Connecting Dual NVIDIA DGX Nodes via MikroTik: 400Gbps Guide

May 14, 2026
News
0 likes
754 views

2 x DGX spark cluster connected with ConnectX-7 400Gbps breakout cable via Mikrotik CRS804-4DDQ

What we were trying to do

We have two NVIDIA DGX Spark workstations in our lab. Think of these as desktop-sized AI supercomputers. Each one is built around NVIDIA's GB10 "superchip" — a single piece of silicon that combines an ARM-based Grace CPU, a Blackwell-generation GPU, and around 128 GB of memory that both the CPU and GPU share directly. That shared memory is the unusual bit: on a normal computer the CPU and GPU each have their own memory and have to copy data back and forth, which is slow. On the DGX Spark, they don't.

One DGX is useful on its own. Two DGXes working together is more useful — but only if they can talk to each other fast enough. AI training jobs constantly shuffle huge amounts of data between machines, and if the network is slow, the GPUs sit idle waiting. So before doing any actual AI work, we wanted to know: how fast can these two machines actually communicate?
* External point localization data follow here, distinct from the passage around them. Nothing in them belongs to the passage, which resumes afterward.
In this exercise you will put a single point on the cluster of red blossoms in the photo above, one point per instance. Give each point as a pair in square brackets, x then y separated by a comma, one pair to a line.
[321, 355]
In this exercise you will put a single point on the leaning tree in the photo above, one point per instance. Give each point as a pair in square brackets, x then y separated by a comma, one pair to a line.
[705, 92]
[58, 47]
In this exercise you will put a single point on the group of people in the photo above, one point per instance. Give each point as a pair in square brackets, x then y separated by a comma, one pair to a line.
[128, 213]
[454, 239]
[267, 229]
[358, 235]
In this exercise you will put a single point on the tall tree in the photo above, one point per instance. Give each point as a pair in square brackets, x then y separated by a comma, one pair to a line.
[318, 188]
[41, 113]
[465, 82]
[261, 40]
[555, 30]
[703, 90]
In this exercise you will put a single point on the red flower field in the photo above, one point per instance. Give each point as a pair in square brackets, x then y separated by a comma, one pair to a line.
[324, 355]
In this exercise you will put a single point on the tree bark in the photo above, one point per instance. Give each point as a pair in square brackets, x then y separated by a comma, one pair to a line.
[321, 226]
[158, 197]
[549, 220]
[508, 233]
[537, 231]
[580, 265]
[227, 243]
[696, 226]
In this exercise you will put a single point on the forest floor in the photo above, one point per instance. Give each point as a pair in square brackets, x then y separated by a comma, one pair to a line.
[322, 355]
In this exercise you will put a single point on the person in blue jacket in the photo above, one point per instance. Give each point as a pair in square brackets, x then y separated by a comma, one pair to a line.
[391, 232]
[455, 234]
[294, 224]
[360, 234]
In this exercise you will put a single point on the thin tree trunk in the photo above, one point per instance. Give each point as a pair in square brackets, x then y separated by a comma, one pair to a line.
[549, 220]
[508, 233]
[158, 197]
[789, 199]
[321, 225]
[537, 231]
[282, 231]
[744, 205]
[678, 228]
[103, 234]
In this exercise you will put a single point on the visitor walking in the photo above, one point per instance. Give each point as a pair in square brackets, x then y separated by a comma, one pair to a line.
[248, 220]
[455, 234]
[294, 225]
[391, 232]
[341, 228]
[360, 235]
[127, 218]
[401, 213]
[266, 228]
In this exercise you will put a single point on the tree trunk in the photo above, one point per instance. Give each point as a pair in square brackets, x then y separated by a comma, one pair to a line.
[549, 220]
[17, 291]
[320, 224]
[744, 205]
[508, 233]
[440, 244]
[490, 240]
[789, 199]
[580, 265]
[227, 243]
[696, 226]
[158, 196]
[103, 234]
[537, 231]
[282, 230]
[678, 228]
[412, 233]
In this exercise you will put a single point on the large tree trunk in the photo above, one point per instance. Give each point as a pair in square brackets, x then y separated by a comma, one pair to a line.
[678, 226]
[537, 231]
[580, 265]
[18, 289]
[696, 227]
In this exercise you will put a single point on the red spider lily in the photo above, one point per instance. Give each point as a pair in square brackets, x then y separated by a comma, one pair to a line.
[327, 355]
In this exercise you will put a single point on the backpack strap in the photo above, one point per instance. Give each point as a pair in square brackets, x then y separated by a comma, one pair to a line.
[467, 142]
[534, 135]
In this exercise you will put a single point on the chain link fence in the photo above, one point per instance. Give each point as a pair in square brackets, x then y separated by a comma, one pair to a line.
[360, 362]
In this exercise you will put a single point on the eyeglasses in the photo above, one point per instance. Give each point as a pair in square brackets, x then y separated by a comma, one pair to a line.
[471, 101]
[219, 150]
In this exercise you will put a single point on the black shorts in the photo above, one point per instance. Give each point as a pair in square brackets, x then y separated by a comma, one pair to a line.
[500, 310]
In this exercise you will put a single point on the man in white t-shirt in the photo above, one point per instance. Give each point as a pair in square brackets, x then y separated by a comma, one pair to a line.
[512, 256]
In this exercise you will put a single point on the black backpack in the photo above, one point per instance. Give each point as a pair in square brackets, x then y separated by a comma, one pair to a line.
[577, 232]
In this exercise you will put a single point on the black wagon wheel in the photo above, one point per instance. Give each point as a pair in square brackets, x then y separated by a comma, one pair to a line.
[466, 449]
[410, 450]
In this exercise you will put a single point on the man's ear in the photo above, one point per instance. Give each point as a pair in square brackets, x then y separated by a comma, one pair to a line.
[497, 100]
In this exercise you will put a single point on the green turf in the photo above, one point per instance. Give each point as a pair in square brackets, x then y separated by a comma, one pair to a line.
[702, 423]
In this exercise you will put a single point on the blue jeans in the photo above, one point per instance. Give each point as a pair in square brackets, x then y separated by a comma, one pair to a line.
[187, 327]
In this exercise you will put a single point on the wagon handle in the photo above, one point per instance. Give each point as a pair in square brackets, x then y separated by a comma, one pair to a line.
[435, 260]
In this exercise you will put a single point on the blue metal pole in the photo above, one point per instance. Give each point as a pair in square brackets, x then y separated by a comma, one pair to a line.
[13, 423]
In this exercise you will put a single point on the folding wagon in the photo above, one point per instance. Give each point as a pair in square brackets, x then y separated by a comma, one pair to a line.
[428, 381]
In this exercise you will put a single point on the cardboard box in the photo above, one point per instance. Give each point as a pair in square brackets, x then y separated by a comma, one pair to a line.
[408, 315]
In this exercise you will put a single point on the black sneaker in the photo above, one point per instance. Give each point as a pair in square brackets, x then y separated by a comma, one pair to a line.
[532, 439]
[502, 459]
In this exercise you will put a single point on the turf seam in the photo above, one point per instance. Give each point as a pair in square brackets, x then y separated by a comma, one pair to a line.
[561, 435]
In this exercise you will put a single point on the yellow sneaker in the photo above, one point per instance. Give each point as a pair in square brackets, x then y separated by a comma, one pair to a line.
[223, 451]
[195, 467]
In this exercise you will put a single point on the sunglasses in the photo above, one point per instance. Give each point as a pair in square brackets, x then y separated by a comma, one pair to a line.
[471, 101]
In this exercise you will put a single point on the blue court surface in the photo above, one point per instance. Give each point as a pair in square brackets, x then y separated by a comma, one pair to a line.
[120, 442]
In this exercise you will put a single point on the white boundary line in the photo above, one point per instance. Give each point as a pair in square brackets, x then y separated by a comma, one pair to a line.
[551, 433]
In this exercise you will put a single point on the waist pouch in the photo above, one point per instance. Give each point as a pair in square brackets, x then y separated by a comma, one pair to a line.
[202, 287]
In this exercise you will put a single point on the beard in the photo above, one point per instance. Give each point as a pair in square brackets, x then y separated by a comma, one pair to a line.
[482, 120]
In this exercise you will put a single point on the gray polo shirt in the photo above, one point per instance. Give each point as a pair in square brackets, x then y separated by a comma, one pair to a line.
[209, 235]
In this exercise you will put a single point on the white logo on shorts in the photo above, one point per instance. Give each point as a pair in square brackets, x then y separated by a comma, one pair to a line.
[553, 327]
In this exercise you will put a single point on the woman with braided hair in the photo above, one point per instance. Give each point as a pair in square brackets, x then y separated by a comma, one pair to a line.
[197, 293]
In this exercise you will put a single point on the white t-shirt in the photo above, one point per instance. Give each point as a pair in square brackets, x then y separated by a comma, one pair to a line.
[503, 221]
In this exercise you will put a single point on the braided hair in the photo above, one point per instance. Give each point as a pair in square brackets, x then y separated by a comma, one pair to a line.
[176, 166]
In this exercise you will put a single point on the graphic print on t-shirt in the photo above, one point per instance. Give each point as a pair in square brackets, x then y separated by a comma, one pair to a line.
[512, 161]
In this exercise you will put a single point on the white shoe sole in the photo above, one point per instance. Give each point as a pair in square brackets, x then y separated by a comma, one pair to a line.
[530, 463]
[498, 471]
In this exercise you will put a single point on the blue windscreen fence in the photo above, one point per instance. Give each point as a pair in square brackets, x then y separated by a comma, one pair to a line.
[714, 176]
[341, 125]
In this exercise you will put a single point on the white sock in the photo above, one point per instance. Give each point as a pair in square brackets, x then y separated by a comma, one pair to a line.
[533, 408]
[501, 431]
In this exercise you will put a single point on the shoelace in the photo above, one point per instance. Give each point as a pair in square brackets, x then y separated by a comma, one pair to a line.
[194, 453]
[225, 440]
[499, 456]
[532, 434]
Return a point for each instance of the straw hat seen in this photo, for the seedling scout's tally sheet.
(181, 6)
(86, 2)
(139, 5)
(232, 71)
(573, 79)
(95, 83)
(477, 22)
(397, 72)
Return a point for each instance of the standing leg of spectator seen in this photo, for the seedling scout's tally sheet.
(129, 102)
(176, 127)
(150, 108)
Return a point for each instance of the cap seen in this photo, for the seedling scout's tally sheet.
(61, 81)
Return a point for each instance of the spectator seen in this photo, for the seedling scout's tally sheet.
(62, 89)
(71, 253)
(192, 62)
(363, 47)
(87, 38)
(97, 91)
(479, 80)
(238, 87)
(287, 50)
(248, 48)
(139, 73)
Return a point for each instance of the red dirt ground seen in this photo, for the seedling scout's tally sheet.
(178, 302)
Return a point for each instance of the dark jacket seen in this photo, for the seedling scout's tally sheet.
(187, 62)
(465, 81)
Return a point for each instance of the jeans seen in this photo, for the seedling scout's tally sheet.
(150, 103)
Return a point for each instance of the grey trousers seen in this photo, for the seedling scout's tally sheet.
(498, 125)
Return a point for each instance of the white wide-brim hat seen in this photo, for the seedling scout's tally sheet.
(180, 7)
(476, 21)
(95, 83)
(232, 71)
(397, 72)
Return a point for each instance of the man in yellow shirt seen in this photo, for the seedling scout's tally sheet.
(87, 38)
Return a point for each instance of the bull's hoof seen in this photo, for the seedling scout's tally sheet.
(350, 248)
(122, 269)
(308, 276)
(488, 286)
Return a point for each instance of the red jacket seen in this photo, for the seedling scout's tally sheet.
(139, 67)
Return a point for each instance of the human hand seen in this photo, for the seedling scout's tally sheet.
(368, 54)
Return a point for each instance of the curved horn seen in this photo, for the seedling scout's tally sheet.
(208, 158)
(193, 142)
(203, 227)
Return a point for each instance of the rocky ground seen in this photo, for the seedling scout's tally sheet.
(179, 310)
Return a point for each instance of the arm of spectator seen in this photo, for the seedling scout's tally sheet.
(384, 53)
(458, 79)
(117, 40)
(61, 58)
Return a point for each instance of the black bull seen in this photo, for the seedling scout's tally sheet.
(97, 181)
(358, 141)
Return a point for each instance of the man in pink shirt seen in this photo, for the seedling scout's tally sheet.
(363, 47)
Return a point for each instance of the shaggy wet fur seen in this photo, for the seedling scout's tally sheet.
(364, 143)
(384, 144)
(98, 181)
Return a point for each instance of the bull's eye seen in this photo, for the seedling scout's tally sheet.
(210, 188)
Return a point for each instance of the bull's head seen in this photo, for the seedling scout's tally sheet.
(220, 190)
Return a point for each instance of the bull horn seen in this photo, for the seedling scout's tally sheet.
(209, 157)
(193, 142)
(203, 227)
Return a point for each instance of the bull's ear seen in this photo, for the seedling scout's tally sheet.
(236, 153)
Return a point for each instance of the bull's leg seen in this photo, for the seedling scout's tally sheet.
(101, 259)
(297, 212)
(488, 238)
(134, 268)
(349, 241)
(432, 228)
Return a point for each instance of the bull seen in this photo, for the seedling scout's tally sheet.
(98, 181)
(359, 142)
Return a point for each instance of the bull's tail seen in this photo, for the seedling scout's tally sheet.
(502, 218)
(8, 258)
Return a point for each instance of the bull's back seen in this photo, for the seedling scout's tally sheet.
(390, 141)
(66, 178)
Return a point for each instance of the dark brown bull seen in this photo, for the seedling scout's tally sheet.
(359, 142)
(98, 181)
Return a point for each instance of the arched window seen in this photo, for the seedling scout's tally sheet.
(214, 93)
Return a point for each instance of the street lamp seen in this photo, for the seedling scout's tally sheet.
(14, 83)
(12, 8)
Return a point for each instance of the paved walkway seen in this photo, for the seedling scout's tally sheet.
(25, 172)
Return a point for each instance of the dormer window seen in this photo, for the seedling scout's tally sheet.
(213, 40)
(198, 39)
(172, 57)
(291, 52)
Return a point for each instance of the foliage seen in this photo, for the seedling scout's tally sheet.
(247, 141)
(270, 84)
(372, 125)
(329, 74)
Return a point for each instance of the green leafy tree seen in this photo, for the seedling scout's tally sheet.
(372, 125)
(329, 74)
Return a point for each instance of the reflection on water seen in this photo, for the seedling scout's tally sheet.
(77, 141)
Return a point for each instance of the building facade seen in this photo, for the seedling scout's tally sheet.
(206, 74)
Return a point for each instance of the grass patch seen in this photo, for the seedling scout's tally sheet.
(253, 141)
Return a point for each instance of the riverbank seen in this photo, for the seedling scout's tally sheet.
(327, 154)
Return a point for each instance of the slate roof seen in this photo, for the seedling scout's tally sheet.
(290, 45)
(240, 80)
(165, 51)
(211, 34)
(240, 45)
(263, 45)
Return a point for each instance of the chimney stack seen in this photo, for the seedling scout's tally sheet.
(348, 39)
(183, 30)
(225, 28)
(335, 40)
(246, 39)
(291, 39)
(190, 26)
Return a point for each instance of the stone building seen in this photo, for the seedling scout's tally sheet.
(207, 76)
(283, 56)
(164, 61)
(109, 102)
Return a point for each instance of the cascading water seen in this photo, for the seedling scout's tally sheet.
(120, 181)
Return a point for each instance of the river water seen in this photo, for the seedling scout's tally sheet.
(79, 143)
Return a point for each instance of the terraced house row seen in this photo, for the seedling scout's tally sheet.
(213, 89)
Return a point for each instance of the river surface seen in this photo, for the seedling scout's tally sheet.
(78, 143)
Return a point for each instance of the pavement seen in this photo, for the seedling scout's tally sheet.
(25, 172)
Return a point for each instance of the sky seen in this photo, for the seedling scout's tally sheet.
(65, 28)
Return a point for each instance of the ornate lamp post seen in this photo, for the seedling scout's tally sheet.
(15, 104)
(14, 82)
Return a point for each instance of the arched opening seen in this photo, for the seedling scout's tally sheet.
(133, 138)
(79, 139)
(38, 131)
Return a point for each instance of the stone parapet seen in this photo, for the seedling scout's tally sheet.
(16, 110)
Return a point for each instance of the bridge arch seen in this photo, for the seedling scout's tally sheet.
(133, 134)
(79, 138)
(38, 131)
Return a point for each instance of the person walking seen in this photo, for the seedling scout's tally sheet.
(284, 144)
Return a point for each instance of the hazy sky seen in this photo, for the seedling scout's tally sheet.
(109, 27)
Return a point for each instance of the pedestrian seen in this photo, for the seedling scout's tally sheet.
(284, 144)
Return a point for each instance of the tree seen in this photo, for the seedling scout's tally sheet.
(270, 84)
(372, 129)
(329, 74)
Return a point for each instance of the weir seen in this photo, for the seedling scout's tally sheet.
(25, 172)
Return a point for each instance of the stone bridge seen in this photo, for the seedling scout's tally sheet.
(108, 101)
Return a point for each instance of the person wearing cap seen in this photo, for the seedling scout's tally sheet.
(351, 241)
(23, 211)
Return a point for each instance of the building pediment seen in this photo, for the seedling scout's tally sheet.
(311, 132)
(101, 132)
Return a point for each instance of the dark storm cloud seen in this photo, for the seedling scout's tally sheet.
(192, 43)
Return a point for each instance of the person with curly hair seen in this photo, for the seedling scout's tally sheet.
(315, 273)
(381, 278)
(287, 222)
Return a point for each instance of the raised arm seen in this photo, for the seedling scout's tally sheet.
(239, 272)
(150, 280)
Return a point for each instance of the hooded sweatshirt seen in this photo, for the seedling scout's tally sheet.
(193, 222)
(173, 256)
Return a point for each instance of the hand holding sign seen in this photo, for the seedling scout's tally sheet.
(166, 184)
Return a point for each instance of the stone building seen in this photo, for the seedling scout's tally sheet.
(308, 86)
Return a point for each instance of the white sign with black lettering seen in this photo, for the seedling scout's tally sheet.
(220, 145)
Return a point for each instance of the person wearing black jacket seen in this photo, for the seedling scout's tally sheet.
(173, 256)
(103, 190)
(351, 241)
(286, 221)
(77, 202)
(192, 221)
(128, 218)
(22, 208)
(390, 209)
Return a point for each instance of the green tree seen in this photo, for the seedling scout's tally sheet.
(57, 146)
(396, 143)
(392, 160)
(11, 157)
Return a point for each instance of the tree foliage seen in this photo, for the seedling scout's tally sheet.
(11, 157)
Each DGX Spark has two high-speed network ports on a Mellanox/NVIDIA ConnectX-7 network card, each rated at 200 gigabits per second — that's about 200 times faster than the gigabit network ports on a typical home router. Between the two DGXes we placed a switch (a MikroTik CRS804-4DDQ) that has four ports each capable of 400 gigabits per second, so it's never going to be the bottleneck. We used DAC (direct-attach copper) cables — short, thick cables with the optics built into the connectors. On paper, this setup should fly.

? We supply all the necessary hardware: NVIDIA DGX Spark and Mikrotik CRS804-4DDQ.

The first attempt: disappointing

We connected the two machines with a single cable and ran iperf3, the standard tool for measuring network bandwidth between two Linux machines. It works the same way as an internet speed test: open a TCP connection, send data as fast as possible, measure how much got through.

Result: 96 gigabits per second. That's only half of what the cable should be capable of.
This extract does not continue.